A product of the football factory that is the Geelong Falcons, Curnow was originally drafted by Carlton at pick #12 in a 2016 National Draft in which Jacob Weitering went to Carlton at #1, Brisbane took Josh Schache at #2, Callum Mills joined Sydney at #3, Clayton Oliver went to Melbourne at #4, recently-delisted Swan Aaron Francis was pick #6 to Essendon before Carlton took Harry McKay at #10.  And Sydney struck gold with Tom Papley at rookie #14.

Curnow played 58 games in his first four years. But in the last four years he’s played 22, 26, 21 and 18 for 87 games and 234 goals, despite the Blues’ 46-1-40 win/loss record (52.8%).

This included a career-high 10 goals against West Coast at Marvel in 2023 which was the first double-figure haul by a Carlton player since Stephen Kernahan in 1995.

In the same four-year period only Geelong’s Jeremy Cameron has been more prolific.
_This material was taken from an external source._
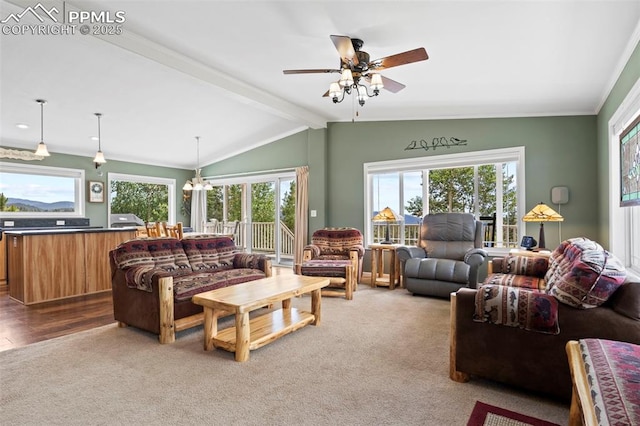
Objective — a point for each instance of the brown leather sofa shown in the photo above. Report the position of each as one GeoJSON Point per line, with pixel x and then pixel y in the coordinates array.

He’s kicked 270 goals in 94 games in a side that has gone 64-30 (71.1%).

The top 10 goal-kickers in the AFL from 2022-25 are:

270 – Jeremy Cameron (Geel) – 94 games – 2.87gpg
234 – Charlie Curnow (Carl) – 87 games – 2.69gpg
207 – Jesse Hogan (GWS) – 82 games – 2.52gpg
196 – Nick Larkey (NM) – 83 games – 2.36gpg
191 – Taylor Walker (Adel) – 81 games – 2.36gpg
190 – Aaron Naughton (WB) – 88 games – 2.16gpg
189 – Charlie Cameron (Bris) – 103 games – 1.83gpg
170 – Bayley Fritsch (Melb) – 86 games – 1.98gpg
166 – Ben King (GC) – 67 games – 2.48gpg
160 – Tyson Stengle (Geel) – 93 games – 1.72gpg

Sydney’s leading goal-kicker in this period has been part-time forward Isaac Heeney with 150 goals in 95 games at 1.58 goals per game.

Curnow’s move to Sydney reverses a trend which in recent years has seen Andrejs Everitt (2013), Nic Newman (2019) and George Hewett (2022) switch from Sydney to Carlton.

He is the Swans’ first big signing from Carlton since full forward Simon Minton-Connell, a 19-game Carlton player from 1989-91, who played 46 games and kicked 169 goals in red and white from 1992-94.

Curnow joins Tom McCartin, Lewis Melican and Taylor Adams as Geelong Falcons products on the 2026 Sydney playing list.